To test the effectiveness of DCAFE we present a new benchmark suite – IMSuite: IIT Madras benchmark suite for simulating distributed algorithms. IMSuite consists of twelve classical algorithms that help to identify with real-world parallel and distributed applications. The common denominator of these real-world applications are their underlying algorithms; IMSuite algorithms act as a representative subset. We present multiple variations of our kernels, broadly categorized under two heads: (a) varying synchronization primitives (with and without fine grain synchronization primitives); and (b) varying forms of parallelization (data parallel and recursive task parallel). Our characterization covers interesting aspects of parallel and distributed applications such as distribution of remote communication requests, number of synchronization, task creation, task termination and atomic operations. We study the behavior (execution time) of our kernels by varying the problem size, the number of compute threads, and the input configurations. We also present an involved set of input generators and output validators.

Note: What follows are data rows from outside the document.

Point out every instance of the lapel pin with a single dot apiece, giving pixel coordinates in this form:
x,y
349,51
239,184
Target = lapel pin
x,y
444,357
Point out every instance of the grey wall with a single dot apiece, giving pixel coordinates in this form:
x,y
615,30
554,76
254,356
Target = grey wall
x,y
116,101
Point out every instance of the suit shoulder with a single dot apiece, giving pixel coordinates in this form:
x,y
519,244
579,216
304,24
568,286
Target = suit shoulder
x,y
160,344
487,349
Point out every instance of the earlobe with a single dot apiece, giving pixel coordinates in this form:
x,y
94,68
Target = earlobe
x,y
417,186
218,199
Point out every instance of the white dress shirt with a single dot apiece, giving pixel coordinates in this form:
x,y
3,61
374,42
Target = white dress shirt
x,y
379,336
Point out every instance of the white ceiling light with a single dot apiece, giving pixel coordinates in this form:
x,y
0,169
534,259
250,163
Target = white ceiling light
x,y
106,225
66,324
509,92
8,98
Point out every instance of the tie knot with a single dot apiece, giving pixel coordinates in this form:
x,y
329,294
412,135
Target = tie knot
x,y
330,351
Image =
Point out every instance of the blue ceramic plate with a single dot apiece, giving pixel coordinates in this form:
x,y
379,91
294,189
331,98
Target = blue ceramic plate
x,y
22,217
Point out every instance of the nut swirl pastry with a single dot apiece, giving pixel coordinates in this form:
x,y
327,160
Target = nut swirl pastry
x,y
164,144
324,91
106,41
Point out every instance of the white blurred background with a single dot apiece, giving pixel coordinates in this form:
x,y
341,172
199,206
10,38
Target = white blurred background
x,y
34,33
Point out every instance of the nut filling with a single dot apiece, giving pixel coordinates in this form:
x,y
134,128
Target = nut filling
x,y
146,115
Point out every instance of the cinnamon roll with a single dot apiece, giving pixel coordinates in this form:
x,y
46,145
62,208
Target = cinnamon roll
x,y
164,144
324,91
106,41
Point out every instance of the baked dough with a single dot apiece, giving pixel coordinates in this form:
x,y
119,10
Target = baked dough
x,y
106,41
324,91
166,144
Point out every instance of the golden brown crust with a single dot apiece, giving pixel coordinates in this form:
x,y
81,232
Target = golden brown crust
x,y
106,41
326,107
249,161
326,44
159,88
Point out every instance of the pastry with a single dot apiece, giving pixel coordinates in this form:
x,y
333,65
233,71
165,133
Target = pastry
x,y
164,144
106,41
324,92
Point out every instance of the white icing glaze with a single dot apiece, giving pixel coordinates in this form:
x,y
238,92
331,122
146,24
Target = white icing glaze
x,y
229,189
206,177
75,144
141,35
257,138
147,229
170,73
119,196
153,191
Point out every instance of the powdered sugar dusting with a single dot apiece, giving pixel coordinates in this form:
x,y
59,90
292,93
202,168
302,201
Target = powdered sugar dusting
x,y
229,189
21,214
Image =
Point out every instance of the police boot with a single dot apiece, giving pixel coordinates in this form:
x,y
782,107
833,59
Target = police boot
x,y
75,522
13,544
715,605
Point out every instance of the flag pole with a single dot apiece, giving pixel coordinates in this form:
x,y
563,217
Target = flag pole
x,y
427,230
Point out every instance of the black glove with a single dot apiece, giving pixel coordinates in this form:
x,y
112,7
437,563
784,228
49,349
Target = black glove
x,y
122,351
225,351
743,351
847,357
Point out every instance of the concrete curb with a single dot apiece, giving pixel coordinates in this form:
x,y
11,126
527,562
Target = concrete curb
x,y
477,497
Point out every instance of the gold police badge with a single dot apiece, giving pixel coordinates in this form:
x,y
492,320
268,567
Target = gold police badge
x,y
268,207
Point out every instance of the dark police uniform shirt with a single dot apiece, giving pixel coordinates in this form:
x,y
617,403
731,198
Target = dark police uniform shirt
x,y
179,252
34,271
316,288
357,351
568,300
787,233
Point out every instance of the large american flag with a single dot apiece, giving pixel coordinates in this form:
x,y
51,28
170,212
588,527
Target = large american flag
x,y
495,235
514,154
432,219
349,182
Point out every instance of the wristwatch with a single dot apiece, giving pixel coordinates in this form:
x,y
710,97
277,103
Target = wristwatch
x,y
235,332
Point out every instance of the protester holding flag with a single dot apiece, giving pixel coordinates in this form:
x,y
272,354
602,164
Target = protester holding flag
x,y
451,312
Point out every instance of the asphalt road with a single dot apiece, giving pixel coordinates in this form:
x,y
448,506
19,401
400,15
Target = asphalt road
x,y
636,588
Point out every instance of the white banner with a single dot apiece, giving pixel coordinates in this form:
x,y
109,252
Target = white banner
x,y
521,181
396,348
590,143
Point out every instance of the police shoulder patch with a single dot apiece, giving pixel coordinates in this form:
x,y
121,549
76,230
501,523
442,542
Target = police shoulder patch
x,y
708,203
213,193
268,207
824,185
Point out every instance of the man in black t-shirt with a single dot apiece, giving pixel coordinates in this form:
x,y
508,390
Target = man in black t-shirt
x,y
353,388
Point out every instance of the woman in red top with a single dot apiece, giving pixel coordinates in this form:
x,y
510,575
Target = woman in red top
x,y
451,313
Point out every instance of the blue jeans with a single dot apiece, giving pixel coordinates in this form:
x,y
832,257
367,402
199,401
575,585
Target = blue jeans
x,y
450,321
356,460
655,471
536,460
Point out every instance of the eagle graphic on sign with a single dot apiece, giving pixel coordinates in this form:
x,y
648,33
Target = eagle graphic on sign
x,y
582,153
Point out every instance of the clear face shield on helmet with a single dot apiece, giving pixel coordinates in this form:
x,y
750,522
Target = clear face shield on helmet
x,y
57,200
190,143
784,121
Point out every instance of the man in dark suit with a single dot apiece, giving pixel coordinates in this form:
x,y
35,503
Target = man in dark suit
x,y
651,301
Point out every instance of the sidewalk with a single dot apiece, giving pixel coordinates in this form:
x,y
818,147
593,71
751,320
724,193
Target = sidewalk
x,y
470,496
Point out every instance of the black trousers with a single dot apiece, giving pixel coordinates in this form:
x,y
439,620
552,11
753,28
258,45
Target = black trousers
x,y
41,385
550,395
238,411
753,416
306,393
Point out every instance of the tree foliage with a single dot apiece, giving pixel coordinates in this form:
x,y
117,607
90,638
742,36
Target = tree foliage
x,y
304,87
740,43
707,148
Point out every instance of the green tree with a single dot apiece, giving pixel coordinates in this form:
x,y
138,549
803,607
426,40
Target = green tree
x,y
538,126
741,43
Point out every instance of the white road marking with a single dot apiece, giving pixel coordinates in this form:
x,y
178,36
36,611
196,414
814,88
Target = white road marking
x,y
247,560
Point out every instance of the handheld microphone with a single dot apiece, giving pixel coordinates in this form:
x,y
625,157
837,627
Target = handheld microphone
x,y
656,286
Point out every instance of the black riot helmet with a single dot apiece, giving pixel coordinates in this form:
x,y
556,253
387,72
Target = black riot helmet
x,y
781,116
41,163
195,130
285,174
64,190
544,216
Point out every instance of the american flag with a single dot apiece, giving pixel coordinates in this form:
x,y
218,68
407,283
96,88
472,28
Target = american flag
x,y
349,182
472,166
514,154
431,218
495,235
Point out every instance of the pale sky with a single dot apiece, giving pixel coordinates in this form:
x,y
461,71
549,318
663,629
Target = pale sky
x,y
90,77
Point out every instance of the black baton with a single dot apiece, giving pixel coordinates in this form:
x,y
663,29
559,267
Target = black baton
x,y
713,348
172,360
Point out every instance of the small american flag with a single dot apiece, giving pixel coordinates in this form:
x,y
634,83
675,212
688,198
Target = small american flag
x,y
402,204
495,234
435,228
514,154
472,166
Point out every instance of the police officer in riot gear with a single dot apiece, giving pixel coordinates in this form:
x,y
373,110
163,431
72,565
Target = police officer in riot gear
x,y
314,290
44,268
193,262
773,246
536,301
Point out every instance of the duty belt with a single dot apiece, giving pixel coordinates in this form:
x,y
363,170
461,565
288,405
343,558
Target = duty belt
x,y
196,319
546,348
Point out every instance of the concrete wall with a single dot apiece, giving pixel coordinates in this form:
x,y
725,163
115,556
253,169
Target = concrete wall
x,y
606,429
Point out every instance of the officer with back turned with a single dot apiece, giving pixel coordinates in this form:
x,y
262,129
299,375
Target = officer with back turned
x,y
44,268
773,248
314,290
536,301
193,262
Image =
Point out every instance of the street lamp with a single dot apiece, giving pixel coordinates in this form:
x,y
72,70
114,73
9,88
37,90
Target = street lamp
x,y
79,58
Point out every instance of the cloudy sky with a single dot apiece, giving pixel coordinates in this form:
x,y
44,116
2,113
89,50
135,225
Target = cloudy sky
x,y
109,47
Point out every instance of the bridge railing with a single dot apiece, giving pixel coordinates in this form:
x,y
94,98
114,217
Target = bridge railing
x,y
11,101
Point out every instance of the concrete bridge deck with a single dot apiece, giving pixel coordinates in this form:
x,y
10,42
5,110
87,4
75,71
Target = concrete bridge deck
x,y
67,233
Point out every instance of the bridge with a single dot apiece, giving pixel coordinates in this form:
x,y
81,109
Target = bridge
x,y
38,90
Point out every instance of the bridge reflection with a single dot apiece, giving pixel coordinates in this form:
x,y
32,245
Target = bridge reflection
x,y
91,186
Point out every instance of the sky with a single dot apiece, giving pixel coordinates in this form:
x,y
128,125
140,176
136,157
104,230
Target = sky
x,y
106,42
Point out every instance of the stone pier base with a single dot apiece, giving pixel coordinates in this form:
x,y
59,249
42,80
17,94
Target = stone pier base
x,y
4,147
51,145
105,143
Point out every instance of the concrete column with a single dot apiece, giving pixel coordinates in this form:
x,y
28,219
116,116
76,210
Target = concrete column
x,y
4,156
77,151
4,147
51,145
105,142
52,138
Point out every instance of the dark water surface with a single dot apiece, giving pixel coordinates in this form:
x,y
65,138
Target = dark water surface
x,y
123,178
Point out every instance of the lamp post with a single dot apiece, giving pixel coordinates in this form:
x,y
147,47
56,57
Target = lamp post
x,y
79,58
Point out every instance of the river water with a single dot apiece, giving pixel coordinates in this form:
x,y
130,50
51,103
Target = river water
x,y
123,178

We tested DCAFE over a list of benchmark kernels on two different hardware systems (a 16-core Intel system and a 64-core AMD system). With respect to the base X10 compiler extended with prior work on loop-chunking, DCAFE achieved a geometric mean speed up of 5.75× and 4.16× on the Intel and AMD system, respectively. We also present an evaluation with respect to the energy consumption on the Intel system and show that on average, compared to the LC versions, the DCAFE versions consume 71.2% less energy.